Challenge #6

Hit Identification
Method type (check all that applies)
De novo design
Deep learning
High-throughput docking
Machine learning
Description of your approach (min 200 and max 800 words)

The proposed approach is Reaction-GFlowNet (RGFN), a recently developed generative small molecule design algorithm. It is an extension of the GFlowNet framework that operates directly in the space of chemical reactions, allowing for out-of-the-box synthesizability while maintaining the quality of generated candidates. GFlowNets (GFNs) are amortized variational inference algorithms trained to sample from an unnormalized target distribution over compositional objects (in this case, small molecules composed of chemical building blocks). GFlowNets aim to sample objects from a set of terminal states proportionally to a reward function (a measure of an object's quality). GFNs allow the learning of the ‘structure’ of a high-dimensional property space (here, ‘small molecule-SETDB1 interaction space’) and systematic generalization of this space. This results in orders of magnitude speed-up and the ability to search a much larger fraction of chemical space for de novo SETDB1 binders. Unlike canonical Reinforcement Learning (RL) techniques, GFlowNets generate a diverse set of high-scoring candidate solutions.

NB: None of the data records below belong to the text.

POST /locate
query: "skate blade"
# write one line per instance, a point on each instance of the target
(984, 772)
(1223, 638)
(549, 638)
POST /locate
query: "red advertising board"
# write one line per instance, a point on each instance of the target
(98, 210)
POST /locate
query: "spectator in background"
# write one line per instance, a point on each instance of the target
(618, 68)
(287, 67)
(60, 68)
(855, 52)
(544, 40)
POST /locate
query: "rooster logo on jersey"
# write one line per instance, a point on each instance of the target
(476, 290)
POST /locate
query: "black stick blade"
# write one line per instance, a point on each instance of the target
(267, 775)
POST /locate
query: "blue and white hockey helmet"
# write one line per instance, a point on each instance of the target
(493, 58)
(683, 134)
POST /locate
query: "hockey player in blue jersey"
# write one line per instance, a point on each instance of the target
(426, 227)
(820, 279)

The proposed approach uses a trainable transformer model to learn a distribution over possible actions (choosing an initial precursor building block, compatible chemical reactions, and additional molecular building blocks) and constructs final ligand candidates by combining a sequence of these actions. The model is optimized to generate molecules with probabilities proportional to the reward, in this case, a docking score calculated by a GPU-accelerated docking algorithm. By doing so, it learns to generate high-quality, but also diverse, ligand candidates.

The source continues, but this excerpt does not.